Hygiene of Administration Access to Citrix Cloud
- Carefully evaluate and select a preferred authentication platform + method for IT and Security Teams – https://docs.citrix.com/en-us/citrix-cloud/citrix-cloud-management/identity-access-management/add-admins.html.
- Enforce delegated administration by available Citrix Cloud service(s) where supported.

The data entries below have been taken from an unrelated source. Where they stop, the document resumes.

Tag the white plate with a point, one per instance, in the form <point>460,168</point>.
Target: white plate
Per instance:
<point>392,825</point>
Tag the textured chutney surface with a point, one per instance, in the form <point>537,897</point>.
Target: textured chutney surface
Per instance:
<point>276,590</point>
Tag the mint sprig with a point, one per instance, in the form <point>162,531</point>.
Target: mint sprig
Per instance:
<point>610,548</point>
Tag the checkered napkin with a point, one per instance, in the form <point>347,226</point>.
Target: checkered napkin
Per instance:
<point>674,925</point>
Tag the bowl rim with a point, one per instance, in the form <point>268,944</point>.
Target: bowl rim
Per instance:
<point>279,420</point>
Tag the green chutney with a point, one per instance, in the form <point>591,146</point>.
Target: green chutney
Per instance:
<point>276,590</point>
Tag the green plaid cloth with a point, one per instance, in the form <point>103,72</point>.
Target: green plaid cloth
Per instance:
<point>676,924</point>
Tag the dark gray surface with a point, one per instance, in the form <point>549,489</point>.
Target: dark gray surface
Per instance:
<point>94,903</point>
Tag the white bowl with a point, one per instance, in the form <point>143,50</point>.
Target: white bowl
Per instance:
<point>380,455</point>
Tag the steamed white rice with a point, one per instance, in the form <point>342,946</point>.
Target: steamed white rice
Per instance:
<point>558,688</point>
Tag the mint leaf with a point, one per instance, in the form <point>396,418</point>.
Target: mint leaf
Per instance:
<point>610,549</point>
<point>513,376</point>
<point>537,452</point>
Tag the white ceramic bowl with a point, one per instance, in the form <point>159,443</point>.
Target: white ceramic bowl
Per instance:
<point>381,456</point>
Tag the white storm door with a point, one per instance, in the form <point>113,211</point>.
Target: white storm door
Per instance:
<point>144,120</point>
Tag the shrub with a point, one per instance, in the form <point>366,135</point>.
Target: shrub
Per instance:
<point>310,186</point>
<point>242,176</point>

- InfoSec and Security teams should begin familiarising themselves with the Citrix Cloud System Log (Tech Preview as of publishing this article Oct 2021) – https://docs.citrix.com/en-us/citrix-cloud/citrix-cloud-management/system-log.html and understand the data retention periods for events stored in Citrix Cloud. Suggested to integrate Citrix Analytics with all supported Citrix Cloud Service(s), if you are a “Splunk” consumer I would suggest forwarding events to your “Splunk” tenant(s) from Citrix Cloud to continue to meet your organisation’s security leading practises for remediation and response action(s) to any type of cyber attacks / security events.
The views expressed here are my own and do not necessarily reflect the views of Citrix.